Corriere dello Sport – quali sono i club interessati e quanto vale il difensore della Roma
2026-03-31 09:17:00 Continuano i commenti sui social network a seguito dell’ultima notizia riportata dal CdS:
Come ci si accorge davvero di un pericolo? N’Dicka, figlio di quella cultura africana che ha fatto della saggezza popolare una bussola con la quale orientarsi nel mondo, risponderebbe con uno dei proverbi più amati dagli ivoriani: “Colui che ha visto il leone ruggire non corre allo stesso modo di chi lo ha solamente sentito”. È una massima sempre utile per un difensore, al quale viene richiesto di mantienere costantemente la calma e di preoccuparsi solo quando un pericolo lo avvista coi propri occhi, ma che può mettere in guardia pure una società calcistica nelle sue strategie di mercato. Parliamo infatti di un’azienda sui generis, di una multinazionale che genera emozioni oltre che profitti. E che deve avere, tra le tante competenze, pure la lucidità di comprendere quando è necessario compiere un sacrificio, lasciando andare un patrimonio. Da settimane la Roma si sta interrogando proprio sul futuro di N’Dicka e sulla possibilità di una sua cessione in estate. Le richieste sul suo conto cominciano ad arrivare e fanno ovviamente rumore per il blasone delle pretendenti: Liverpool, Chelsea, Tottenham e Manchester United in Premier League, il Bayern Monaco in Germania, il Besiktas in Turchia. E chissà che all’elenco dei “sondaggisti”, cioè quelli che al momento si informano per avere un quadro della situazione, possa aggiungersi qualcun altro. Per la Roma Evan non è in vendita, come non lo sono tutti gli altri big. Ma a Trigoria non esistono più incedibili e ogni cosa può avere un prezzo, soprattutto se non dovesse arrivare la Champions.

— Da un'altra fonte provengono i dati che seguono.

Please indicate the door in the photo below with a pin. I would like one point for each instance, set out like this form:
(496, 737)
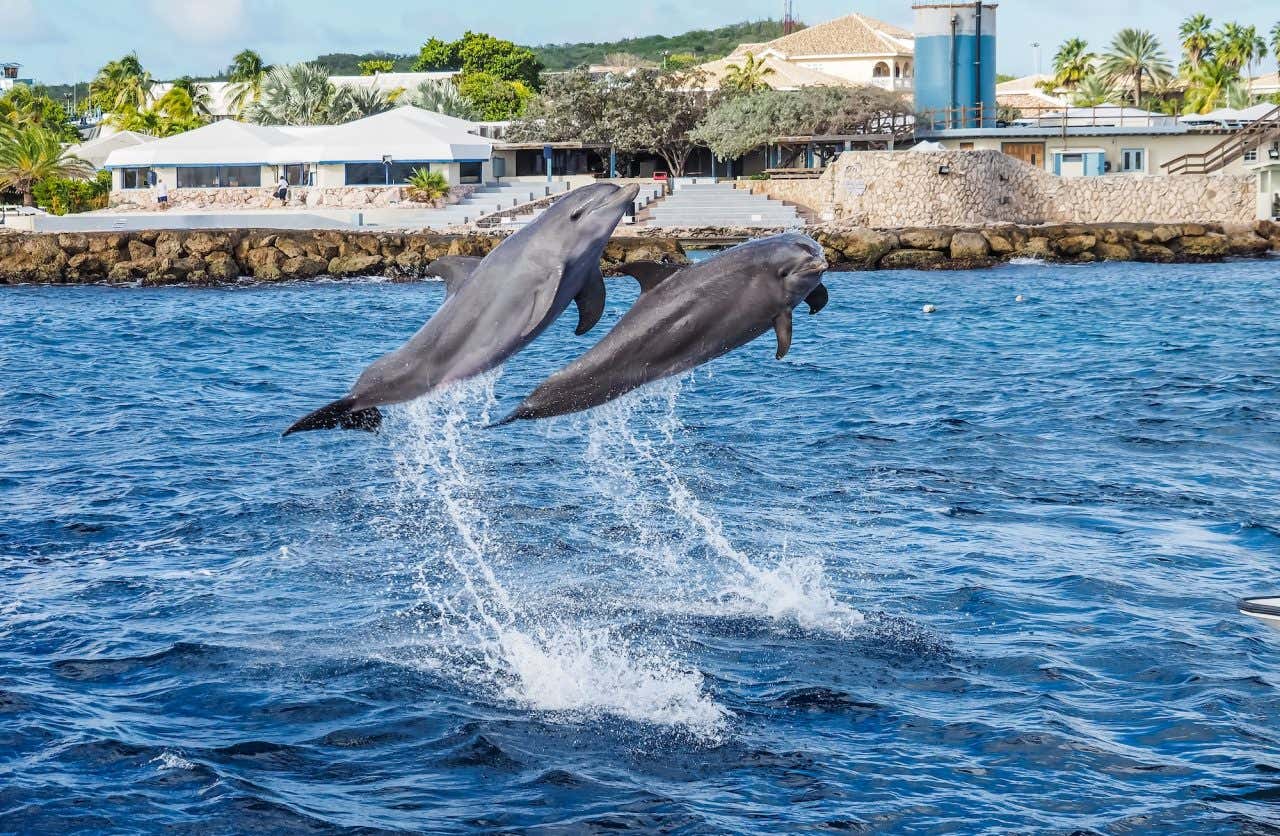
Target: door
(1029, 152)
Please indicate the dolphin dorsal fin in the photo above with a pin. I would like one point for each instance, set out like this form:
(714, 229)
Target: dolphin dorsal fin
(453, 270)
(817, 298)
(649, 274)
(590, 304)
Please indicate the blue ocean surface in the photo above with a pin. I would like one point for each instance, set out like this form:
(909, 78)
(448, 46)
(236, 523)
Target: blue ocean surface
(965, 572)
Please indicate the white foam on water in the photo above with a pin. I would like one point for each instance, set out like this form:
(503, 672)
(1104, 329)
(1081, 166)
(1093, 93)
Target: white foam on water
(520, 649)
(172, 761)
(794, 590)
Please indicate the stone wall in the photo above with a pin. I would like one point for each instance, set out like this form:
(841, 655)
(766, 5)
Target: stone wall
(227, 256)
(300, 197)
(897, 188)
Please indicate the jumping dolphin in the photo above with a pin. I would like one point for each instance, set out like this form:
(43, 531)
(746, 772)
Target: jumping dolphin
(686, 316)
(493, 306)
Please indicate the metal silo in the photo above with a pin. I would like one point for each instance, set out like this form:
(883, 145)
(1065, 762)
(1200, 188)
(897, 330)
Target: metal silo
(955, 64)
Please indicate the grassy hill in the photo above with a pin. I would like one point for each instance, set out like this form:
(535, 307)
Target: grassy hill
(705, 44)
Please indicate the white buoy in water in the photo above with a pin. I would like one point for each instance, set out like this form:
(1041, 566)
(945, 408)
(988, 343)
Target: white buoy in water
(1266, 610)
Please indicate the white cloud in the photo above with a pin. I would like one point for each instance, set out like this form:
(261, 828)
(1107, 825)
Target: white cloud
(201, 21)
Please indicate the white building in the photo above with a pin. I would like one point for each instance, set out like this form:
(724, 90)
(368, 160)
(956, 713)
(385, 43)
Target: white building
(222, 94)
(380, 150)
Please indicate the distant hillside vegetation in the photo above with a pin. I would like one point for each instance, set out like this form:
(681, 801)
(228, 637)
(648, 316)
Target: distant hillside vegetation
(705, 44)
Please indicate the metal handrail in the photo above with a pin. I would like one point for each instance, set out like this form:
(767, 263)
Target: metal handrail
(1220, 155)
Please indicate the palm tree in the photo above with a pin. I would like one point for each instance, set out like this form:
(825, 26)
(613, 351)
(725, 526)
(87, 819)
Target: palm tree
(1093, 91)
(1208, 86)
(443, 96)
(1134, 55)
(197, 94)
(295, 95)
(1073, 63)
(749, 77)
(1197, 35)
(357, 103)
(1238, 46)
(120, 86)
(30, 154)
(246, 76)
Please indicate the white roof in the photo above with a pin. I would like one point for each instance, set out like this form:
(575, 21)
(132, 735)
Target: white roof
(95, 151)
(406, 135)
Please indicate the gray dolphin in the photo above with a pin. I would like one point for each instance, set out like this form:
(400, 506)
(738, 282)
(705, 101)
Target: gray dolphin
(686, 316)
(493, 306)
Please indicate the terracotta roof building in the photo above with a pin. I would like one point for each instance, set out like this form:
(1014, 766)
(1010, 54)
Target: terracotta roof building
(850, 50)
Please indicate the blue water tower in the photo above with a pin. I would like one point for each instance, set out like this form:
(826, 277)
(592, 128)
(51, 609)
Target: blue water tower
(955, 64)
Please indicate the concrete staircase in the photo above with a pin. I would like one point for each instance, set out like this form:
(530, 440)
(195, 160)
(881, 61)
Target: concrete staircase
(721, 205)
(648, 193)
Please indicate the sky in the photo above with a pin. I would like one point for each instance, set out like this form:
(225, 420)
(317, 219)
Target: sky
(58, 41)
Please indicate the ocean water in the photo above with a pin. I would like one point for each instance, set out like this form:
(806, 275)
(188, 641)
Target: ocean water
(965, 572)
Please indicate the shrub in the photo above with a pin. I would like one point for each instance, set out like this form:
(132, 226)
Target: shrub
(425, 187)
(65, 196)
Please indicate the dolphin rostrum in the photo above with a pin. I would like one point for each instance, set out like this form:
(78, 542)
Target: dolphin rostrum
(493, 306)
(686, 316)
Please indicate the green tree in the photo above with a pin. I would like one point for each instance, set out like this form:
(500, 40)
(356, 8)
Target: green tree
(120, 86)
(1197, 40)
(1208, 86)
(356, 103)
(295, 95)
(654, 112)
(480, 53)
(1238, 46)
(1134, 56)
(68, 196)
(375, 65)
(30, 154)
(1092, 91)
(246, 74)
(23, 105)
(749, 77)
(1072, 64)
(494, 99)
(438, 55)
(442, 96)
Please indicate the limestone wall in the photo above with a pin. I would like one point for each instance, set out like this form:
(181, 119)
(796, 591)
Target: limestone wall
(300, 197)
(900, 188)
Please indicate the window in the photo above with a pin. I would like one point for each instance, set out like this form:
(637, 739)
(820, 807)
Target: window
(197, 177)
(136, 178)
(1133, 160)
(219, 177)
(297, 176)
(366, 174)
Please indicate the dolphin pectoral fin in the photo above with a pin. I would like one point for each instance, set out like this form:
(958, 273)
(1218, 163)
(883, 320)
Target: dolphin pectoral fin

Roma, il futuro di N’Dicka: quanto viene valutato
Banale ricordare quanto questo calciatore sia fondamentale per la squadra: è il perno della difesa di Gasperini, una delle meno battute in Europa, è un leader silenzioso ma efficace che sa guidare il reparto con il sangue freddo dei campioni; N’Dicka poi le gioca tutte e sembra sempre immune dalle emergenze di stagione: da quando è arrivato nell’estate del 2023 lo hanno fermato soltanto squalifiche o assenze motivate dalle convocazioni in Coppa d’Africa. Esagerando, si potrebbe quasi affermare che i medici di Trigoria conoscano a malapena la sua cartella clinica e che lui sappia a stento dove si trova l’infermeria. Ma allora perché privarsene? La risposta è nel concetto stesso di plusvalenza, cioè la differenza positiva tra il prezzo di vendita e il prezzo di acquisto di un bene. N’Dicka alla Roma è costato niente: i giallorossi lo hanno infatti tesserato quando il suo contratto con l’Eintracht era già scaduto. E oggi potrebbero cederlo a una cifra superiore ai 40 milioni di euro. In un’estate in cui sarà necessario creare plusvalore economico per rispettare il settlement agreement con l’Uefa, una plusvalenza top potrebbe risolvere tanti problemi. La potenziale di Evan, dunque, sarebbe la più remunerativa in assoluto insieme a quella del fenomeno dei pali Svilar, anche lui preso a zero. Meglio non pensarci. O forse sì.